Comments? Ideas? Flames?

13 comments:

Anonymous said...

Humans may be more sensitive to green, but that doesn't mean we're any better at distinguishing different hues of green than hues of other colours. In fact, probably the opposite - our sensitivity to green may be what makes blue so distinct from cyan and red from yellow, while purple seems to fade evenly into both blue and red.

Think about the differences between hues 90 degrees apart (or slightly less) on each wheel. On the "machine" wheel, there is a stark contrast between any two hues 90 degrees apart. On the human wheel, the top hue (one end of green) and the right hue (the other end of green) are very similar. At least, that is how it seems to me.

Pitazboras said...
This comment has been removed by the author.
Pitazboras said...

That's exactly what I wanted to write - in "machine" model there is red on 0, yellow on 0.167, green on 0.333 and cyan on 0.5. In "human" model there is still red on 0 and something similar to yellow (with a bit of green) on 0.167, but on both 0.333 and 0.5 there are some greeny colors I can hardly distinguish. Differences in "machine" model are much bigger.

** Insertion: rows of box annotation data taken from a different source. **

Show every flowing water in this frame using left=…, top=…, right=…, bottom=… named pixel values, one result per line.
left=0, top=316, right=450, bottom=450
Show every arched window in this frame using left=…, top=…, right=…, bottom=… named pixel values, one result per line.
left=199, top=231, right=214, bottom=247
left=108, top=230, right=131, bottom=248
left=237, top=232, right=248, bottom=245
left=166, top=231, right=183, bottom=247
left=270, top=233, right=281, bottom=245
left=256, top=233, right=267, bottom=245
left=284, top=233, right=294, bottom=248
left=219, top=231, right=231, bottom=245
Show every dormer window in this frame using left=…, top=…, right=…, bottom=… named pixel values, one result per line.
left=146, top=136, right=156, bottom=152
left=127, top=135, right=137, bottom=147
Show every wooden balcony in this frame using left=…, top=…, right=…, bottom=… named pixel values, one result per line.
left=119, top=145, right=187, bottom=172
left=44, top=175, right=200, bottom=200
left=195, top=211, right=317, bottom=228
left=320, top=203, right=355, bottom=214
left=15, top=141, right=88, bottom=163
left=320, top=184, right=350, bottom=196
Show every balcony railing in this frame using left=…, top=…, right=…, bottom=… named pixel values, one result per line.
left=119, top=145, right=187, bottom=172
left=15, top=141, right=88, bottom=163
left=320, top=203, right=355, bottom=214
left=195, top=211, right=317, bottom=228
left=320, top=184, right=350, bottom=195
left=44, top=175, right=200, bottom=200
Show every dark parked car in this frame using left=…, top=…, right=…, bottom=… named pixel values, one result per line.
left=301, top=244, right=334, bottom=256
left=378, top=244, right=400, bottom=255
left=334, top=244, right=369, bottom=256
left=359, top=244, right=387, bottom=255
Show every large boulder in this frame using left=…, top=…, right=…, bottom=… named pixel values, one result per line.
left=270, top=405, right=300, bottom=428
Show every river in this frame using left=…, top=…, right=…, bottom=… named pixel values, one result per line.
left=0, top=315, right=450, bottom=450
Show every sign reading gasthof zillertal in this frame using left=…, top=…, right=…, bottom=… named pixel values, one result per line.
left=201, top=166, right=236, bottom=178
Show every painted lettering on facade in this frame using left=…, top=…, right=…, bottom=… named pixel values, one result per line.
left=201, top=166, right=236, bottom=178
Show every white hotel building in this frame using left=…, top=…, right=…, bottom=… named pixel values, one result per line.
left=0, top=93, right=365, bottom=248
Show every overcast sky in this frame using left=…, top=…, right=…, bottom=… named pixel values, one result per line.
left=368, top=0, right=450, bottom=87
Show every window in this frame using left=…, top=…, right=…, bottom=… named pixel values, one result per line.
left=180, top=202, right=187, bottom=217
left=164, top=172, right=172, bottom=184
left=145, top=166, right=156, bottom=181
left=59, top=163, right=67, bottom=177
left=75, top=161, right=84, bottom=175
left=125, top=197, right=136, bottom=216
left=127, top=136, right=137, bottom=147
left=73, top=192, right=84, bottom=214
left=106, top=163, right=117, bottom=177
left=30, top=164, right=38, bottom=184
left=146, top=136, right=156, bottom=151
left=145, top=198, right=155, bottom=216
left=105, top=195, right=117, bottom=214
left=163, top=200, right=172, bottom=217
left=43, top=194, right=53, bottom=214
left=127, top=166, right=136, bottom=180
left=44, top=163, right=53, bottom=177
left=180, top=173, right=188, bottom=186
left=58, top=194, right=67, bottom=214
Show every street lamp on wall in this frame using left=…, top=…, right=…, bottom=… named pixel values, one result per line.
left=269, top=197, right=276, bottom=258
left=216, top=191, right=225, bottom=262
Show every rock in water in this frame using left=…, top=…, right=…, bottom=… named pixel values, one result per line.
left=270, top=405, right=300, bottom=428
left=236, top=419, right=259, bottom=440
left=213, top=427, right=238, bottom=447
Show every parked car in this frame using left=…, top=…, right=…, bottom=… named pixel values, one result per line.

Anyway, using subtractive model isn't bad idea. I always preferred to treat orange as more "primary" than cyan. But it's only subjective opinion.

Anonymous said...

I have no idea if this is relevant, but I've heard more than once that your native language has some influence on your color perception.

Anonymous said...

I like the first one better.

Anonymous said...

have a look at colorbrewer, its mainly used to select colors for maps (distinguish between details) it might be very relevant.
http://www.personal.psu.edu/cab38/ColorBrewer/ColorBrewer_intro.html

Dread Knight said...

I'm pretty sensitive when it comes to colors, but i prefer 'machine' version. The human one has too much green in it and i don't really see the differences in the middle part, perhaps because of my display, not sure...

Tim said...

I concur. 'Machine' looks much more evenly distributed, I would perhaps give even less space to green.

Tim said...

PS: This problem has already been solved (better!) by the LAB colourspaces.

Gregory Haynes said...

Something I think might affect peoples impression of the a wheel is the rotation of the colors. On the 'human version' green is at the top, so when peoples eyes natually gravitate there at first you recognize a giant span of green. Maybe placing the green near the bottom might make it slightly more appealing?

Anonymous said...

For me, even in the "machine" model there is too much green already. I can't really distinguish between the middle quarter of the green region there. Having a wider range of yellows would be nice though. I think that, in general, having an even distribution of the spectrum is the way to go.

Anonymous said...

On the machine circle, I would say the yellow is too small. I see these distinct colours:
red 0,
red-orange 30 (+30),
orange 45 (+15),
yellow 60 (+15),
yellow-green 75 (+15),
green 120 (+45),
blue-green 160 (+40),
cyan/sky-blue 180 (+20),
blue 210 (+30),
indigo 240 (+30),
purple/violet 270 (+30), and
pink/magenta 315 (+45),
red 360 (+45)

The average person have colour sensors for orange-yellow+violet, green-yellow, blue and overloaded green-cyan (rod).

Since grey is 59% green, 30% red, and only 11% blue, implies the eye is *less* sensitive to green, but over a few seconds an AGC process takes over and adjust the sensitivity to each colour.

On the computer monitor 255, 255, 255 is white, so it is already adjusted.

See http://en.wikipedia.org/wiki/File:Cone-response.svg

Ariya Hidayat said...

Thank you everyone for the feedback!